En los peores momentos de la pandemia, el Gobierno tomó medidas excepcionales para asegurar el abastecimiento de los geles hidroalcohólicos, entre las que destacan la permisión del uso especial de bioetanol (alcohol de origen vegetal) para la producción de geles hidroalcohólicos, junto al resto de países de la Unión Europea.

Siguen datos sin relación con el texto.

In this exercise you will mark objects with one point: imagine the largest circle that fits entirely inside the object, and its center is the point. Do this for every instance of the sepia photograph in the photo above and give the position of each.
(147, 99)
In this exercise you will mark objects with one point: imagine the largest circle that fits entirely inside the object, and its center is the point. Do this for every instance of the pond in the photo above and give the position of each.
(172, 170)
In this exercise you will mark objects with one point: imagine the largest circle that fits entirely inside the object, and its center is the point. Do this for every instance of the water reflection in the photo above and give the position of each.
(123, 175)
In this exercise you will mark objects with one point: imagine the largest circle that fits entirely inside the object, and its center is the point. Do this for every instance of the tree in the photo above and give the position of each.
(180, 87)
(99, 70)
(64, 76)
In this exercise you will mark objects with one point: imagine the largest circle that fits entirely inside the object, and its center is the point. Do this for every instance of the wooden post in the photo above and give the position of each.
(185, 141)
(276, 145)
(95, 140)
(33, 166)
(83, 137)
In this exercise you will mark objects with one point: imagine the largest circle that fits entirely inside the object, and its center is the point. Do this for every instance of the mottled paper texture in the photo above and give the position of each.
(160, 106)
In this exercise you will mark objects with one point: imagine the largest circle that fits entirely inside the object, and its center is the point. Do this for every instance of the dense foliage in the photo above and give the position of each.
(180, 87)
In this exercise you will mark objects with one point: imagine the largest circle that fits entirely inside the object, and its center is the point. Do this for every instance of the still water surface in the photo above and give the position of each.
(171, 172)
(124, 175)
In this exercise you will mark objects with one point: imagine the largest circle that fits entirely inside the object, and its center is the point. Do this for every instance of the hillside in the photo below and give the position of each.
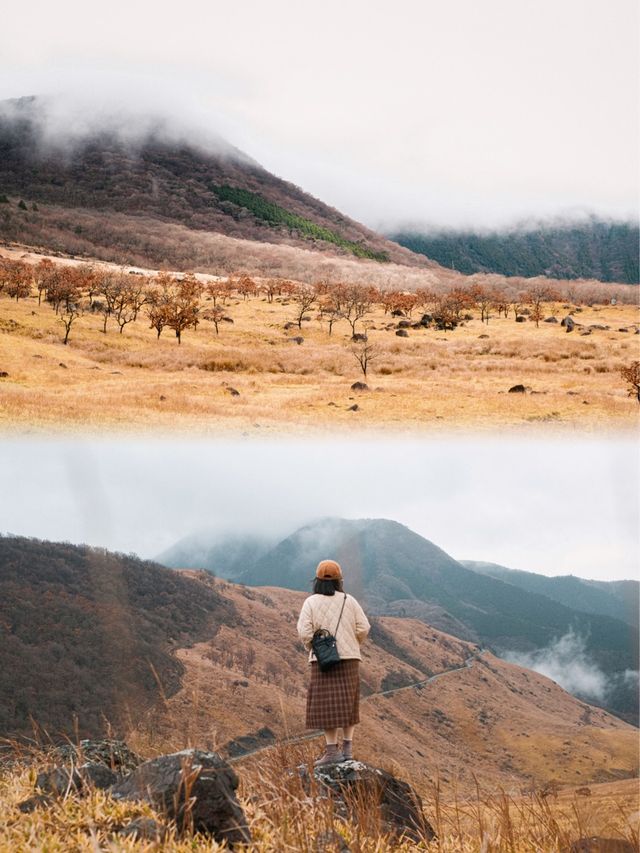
(503, 723)
(618, 599)
(81, 628)
(607, 251)
(164, 178)
(88, 636)
(399, 573)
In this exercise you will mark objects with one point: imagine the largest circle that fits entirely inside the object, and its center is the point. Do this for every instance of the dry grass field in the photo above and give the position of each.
(430, 380)
(282, 817)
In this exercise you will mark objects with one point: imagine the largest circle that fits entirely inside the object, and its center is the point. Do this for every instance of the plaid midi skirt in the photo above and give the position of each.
(333, 699)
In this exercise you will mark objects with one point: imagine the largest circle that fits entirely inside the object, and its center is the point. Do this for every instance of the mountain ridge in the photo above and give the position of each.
(172, 180)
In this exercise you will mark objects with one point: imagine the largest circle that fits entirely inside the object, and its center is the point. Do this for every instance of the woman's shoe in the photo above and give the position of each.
(331, 755)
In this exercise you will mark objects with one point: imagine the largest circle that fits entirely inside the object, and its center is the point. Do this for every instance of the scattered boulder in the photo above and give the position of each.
(353, 782)
(598, 844)
(192, 787)
(111, 752)
(143, 829)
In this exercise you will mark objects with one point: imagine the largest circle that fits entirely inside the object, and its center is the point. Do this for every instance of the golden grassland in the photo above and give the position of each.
(429, 381)
(283, 816)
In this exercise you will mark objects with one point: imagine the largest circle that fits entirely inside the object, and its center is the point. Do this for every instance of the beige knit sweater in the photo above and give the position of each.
(323, 611)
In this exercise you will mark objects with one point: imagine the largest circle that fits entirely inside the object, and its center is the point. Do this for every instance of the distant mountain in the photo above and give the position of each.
(618, 599)
(165, 177)
(91, 636)
(598, 249)
(88, 635)
(227, 557)
(397, 572)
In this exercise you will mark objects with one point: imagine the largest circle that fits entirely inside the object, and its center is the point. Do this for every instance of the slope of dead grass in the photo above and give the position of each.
(428, 381)
(284, 817)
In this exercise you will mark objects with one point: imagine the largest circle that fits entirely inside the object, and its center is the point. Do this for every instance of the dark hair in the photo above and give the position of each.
(326, 587)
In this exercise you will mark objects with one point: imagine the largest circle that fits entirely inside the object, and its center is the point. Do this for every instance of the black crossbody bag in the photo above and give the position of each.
(324, 645)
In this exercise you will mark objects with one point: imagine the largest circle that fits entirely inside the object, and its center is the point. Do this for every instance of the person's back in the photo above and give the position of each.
(333, 700)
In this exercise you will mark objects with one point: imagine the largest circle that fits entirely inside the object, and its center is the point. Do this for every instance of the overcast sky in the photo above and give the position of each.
(552, 507)
(462, 112)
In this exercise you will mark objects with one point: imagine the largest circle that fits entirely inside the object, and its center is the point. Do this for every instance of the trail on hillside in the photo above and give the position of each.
(415, 685)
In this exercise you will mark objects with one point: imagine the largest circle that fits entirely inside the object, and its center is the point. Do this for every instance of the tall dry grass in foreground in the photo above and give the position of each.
(286, 815)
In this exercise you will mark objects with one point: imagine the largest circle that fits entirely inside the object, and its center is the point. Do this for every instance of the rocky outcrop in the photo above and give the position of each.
(196, 789)
(361, 791)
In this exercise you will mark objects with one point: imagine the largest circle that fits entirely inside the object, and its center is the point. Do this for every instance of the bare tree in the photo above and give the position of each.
(304, 297)
(357, 304)
(68, 316)
(631, 375)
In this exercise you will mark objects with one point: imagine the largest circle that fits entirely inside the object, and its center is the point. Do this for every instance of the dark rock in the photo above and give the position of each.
(249, 743)
(330, 841)
(597, 844)
(195, 788)
(58, 781)
(354, 782)
(143, 829)
(108, 751)
(37, 801)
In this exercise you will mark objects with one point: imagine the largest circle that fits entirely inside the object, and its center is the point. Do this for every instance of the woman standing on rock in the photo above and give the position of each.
(334, 696)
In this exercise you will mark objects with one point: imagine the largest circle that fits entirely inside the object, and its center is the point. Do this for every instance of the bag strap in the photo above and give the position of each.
(340, 617)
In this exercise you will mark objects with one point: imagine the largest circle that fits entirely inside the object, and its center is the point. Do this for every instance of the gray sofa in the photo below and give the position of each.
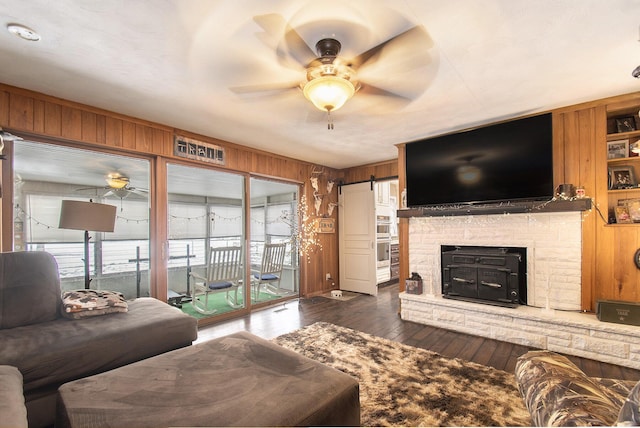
(49, 349)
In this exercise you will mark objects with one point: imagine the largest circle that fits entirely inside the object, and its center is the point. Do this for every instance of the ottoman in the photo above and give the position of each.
(236, 380)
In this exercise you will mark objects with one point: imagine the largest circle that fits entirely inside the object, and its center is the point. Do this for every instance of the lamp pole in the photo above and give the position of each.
(87, 279)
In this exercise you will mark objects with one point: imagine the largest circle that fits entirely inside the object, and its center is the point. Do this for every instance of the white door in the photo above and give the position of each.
(357, 238)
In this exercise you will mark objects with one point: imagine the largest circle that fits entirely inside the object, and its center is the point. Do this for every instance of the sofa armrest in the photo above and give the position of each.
(558, 393)
(13, 412)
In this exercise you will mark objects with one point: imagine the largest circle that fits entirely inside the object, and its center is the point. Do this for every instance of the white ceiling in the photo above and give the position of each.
(173, 62)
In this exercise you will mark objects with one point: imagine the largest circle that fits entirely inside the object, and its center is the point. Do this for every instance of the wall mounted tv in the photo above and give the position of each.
(509, 161)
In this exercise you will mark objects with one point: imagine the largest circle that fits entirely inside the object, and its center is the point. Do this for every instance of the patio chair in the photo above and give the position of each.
(270, 273)
(223, 274)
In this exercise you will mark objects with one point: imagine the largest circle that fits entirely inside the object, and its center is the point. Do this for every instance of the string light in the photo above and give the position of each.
(304, 235)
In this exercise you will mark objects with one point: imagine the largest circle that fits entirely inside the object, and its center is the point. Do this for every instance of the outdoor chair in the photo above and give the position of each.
(224, 274)
(270, 273)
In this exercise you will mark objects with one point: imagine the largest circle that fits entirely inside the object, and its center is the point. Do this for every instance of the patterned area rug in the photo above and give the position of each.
(405, 386)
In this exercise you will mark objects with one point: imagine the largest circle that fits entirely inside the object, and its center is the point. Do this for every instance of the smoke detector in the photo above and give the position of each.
(23, 32)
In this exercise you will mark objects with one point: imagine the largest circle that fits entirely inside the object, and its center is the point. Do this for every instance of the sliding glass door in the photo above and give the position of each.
(274, 222)
(205, 214)
(46, 174)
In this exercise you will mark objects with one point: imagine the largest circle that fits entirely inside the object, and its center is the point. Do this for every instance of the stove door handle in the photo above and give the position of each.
(491, 284)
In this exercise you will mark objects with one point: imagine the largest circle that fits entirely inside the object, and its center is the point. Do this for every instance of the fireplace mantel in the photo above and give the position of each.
(559, 205)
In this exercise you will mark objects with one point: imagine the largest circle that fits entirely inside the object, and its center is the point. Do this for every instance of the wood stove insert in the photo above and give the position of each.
(490, 275)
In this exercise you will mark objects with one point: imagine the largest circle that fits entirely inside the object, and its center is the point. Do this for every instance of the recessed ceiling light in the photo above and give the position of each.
(23, 32)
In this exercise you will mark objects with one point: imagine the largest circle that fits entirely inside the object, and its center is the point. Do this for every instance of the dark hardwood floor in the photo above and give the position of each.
(379, 316)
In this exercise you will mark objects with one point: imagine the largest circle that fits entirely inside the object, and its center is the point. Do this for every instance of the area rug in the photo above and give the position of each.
(405, 386)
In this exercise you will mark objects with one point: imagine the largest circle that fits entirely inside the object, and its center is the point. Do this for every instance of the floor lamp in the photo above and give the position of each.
(79, 215)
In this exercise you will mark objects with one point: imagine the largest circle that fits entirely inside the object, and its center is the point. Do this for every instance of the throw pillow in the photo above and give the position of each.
(558, 393)
(78, 304)
(630, 412)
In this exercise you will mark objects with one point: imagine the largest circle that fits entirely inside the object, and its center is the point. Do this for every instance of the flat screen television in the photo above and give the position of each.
(509, 161)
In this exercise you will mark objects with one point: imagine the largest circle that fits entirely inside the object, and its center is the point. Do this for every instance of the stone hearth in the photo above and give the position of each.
(552, 319)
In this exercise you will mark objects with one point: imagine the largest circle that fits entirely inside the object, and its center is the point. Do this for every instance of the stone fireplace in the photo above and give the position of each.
(553, 243)
(552, 317)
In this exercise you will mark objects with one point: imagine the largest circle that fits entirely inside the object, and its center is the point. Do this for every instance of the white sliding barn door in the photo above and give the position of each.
(357, 238)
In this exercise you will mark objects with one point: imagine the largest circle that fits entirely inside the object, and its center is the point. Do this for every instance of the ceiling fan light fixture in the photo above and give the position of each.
(117, 181)
(328, 93)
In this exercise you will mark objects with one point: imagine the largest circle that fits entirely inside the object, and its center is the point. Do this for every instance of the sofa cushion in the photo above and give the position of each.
(557, 393)
(13, 412)
(29, 288)
(62, 350)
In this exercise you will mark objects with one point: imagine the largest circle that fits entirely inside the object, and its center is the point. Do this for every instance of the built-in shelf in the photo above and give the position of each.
(560, 205)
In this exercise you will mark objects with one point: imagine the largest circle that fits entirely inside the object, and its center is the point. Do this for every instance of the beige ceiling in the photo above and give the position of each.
(174, 62)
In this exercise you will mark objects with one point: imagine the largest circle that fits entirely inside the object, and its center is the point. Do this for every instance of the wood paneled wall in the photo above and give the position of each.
(608, 271)
(580, 158)
(55, 119)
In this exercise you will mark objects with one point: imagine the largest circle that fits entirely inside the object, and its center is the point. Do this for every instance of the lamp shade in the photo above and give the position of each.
(92, 216)
(328, 93)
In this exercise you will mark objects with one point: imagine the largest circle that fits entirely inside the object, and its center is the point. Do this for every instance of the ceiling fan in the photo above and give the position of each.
(331, 80)
(117, 185)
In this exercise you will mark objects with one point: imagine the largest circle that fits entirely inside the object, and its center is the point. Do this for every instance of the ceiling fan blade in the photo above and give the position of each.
(296, 47)
(414, 35)
(266, 88)
(375, 90)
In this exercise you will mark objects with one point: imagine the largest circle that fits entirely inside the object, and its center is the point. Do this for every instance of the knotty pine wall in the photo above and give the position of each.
(56, 120)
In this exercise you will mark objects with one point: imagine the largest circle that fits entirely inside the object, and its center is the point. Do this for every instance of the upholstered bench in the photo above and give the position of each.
(239, 380)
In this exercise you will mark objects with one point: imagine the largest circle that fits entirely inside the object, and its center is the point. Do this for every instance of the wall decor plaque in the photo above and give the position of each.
(198, 150)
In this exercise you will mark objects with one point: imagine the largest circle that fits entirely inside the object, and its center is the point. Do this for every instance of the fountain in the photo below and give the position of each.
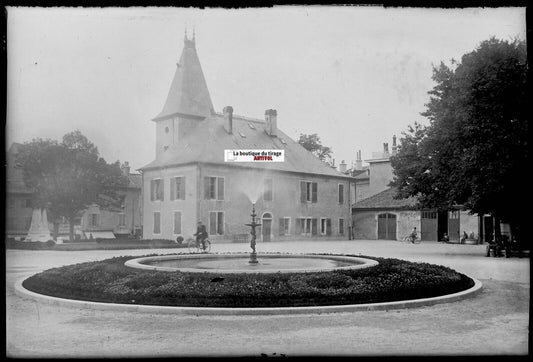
(253, 225)
(238, 263)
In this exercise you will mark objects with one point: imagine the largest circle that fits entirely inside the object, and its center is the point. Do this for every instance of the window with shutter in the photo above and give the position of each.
(177, 222)
(157, 223)
(220, 190)
(315, 192)
(212, 223)
(303, 194)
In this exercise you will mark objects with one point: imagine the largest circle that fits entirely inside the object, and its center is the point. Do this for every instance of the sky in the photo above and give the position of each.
(355, 75)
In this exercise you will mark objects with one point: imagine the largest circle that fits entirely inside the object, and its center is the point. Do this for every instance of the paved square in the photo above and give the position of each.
(493, 323)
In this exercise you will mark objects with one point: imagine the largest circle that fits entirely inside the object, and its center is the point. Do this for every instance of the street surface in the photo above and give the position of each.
(495, 322)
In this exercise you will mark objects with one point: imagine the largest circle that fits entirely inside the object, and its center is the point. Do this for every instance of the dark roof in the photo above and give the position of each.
(135, 180)
(207, 142)
(188, 94)
(386, 200)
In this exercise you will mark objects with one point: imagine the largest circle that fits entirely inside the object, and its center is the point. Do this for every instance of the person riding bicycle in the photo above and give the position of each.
(201, 234)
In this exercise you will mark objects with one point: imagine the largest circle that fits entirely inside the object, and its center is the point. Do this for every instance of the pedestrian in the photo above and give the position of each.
(413, 235)
(201, 234)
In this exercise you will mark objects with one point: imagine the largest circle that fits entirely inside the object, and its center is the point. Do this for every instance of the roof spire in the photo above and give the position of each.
(188, 94)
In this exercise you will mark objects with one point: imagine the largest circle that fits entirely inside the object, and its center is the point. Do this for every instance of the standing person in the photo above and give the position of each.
(201, 234)
(413, 235)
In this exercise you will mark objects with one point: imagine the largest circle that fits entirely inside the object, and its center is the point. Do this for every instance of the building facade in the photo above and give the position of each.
(190, 180)
(94, 222)
(376, 214)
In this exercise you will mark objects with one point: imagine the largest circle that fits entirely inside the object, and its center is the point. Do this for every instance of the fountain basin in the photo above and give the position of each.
(238, 263)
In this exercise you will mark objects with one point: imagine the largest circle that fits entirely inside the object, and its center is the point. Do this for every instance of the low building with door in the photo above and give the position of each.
(96, 222)
(191, 180)
(377, 214)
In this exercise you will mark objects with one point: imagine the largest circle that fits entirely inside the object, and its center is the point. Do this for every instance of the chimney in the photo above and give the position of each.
(342, 167)
(358, 161)
(228, 119)
(125, 168)
(271, 118)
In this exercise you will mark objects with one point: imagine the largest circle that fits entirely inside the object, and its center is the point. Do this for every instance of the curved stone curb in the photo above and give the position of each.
(139, 263)
(23, 292)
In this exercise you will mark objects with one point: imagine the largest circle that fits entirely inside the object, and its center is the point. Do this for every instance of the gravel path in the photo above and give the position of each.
(493, 323)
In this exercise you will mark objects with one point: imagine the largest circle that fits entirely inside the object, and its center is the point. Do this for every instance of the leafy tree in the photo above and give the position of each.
(474, 151)
(312, 144)
(69, 176)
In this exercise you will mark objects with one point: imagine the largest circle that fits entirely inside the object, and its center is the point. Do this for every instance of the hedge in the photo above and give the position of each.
(110, 281)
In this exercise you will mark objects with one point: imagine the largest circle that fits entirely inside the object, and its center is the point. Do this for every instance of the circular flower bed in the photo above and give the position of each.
(111, 281)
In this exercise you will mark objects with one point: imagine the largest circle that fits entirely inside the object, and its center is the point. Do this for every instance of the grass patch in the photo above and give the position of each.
(110, 281)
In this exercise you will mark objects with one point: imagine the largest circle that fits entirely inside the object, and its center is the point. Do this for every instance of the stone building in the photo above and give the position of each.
(95, 221)
(19, 206)
(120, 221)
(189, 180)
(376, 214)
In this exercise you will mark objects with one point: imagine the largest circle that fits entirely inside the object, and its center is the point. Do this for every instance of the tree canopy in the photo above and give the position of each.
(68, 176)
(474, 150)
(313, 144)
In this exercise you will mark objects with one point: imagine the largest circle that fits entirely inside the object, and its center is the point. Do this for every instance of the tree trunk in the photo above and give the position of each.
(56, 230)
(497, 227)
(71, 227)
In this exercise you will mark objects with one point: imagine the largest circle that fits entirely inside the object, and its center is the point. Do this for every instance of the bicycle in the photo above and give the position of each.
(413, 239)
(196, 246)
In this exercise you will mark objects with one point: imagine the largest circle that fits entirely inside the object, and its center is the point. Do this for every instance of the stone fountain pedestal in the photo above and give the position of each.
(39, 230)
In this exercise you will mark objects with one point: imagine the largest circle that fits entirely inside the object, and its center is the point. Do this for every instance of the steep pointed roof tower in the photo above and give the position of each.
(188, 95)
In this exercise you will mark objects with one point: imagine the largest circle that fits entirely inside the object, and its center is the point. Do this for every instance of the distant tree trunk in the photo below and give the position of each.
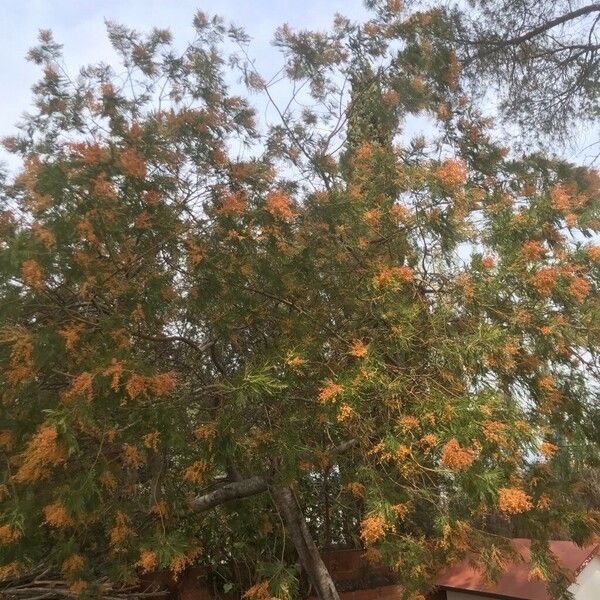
(310, 559)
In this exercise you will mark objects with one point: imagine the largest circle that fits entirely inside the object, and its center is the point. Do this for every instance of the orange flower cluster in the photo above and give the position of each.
(44, 235)
(133, 457)
(233, 205)
(593, 253)
(548, 449)
(408, 423)
(57, 515)
(114, 371)
(451, 174)
(151, 440)
(389, 275)
(356, 489)
(196, 472)
(488, 262)
(42, 451)
(73, 564)
(259, 591)
(545, 280)
(401, 213)
(20, 366)
(429, 440)
(158, 385)
(580, 288)
(10, 570)
(560, 199)
(330, 391)
(455, 457)
(9, 534)
(513, 501)
(279, 205)
(148, 561)
(345, 413)
(132, 164)
(373, 529)
(358, 349)
(32, 274)
(88, 153)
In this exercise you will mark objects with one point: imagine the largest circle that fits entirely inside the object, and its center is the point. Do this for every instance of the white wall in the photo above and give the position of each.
(463, 596)
(587, 586)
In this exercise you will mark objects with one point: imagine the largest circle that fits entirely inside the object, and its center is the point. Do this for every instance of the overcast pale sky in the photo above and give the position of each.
(79, 25)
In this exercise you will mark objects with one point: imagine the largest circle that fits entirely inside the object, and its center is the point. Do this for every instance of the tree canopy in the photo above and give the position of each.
(228, 343)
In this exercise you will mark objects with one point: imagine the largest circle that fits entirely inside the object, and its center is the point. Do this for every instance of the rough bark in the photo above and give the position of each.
(309, 556)
(230, 491)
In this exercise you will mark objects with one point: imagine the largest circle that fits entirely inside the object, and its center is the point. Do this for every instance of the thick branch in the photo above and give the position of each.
(584, 10)
(308, 553)
(230, 491)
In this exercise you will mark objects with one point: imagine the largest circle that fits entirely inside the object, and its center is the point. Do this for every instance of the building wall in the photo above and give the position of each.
(587, 586)
(464, 596)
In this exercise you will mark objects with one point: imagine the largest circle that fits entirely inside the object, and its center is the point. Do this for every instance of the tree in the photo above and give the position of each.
(543, 56)
(225, 344)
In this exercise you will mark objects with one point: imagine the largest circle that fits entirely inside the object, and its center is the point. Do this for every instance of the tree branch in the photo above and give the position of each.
(230, 491)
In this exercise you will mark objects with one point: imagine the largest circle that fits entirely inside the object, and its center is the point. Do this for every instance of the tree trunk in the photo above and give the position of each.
(310, 559)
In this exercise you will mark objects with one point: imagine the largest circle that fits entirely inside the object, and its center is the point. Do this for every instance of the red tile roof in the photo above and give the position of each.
(514, 582)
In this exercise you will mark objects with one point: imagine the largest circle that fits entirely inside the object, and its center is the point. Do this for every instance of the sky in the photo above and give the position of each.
(79, 25)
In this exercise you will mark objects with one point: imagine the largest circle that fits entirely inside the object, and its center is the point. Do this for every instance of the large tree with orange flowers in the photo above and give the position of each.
(233, 343)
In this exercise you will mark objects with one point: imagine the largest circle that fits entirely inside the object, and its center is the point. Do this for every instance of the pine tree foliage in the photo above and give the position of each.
(216, 337)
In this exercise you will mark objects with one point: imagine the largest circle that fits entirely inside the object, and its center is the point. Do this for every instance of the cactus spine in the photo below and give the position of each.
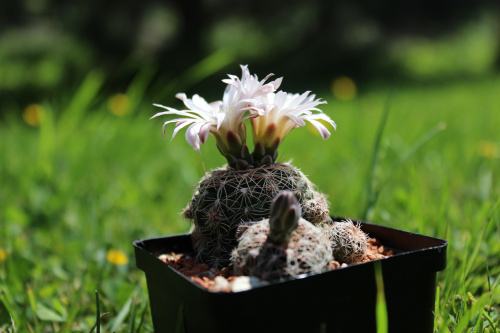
(349, 242)
(226, 198)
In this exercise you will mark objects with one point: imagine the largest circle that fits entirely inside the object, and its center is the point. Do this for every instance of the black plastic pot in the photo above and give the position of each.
(342, 300)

Además, para aumentar la disponibilidad de estos artículos, múltiples empresas de destilería, de cosmética y de perfumes se reconvirtieron para producir geles hidroalcohólicos, autorizadas por la Agencia Española del Medicamento (AEMPS).
El gran problema de esta medida recae en la dificultad de la demostración reglamentaria de la eficacia desinfectante, en general, y viricida, en particular, de estos productos.
La consecuencia de este proceso es que la mayoría de geles hidroalcohólicos presentes en el mercado son higienizantes: cosméticos que no ofrecen las garantías de los biocidas y no están obligados a tener efectos desinfectantes, por lo que no son totalmente eficaces a la hora de protegernos ante el coronavirus, ya que no cumplen con la norma UNE-EN 14476, la cual certifica la eficacia viricida del producto.
Conscientes de que gran parte de la población desconoce las características de los geles higienizantes y los desinfectantes, la Organización Colegial de Enfermería publicó una nota de prensa con materiales e infografía para informar sobre estos productos.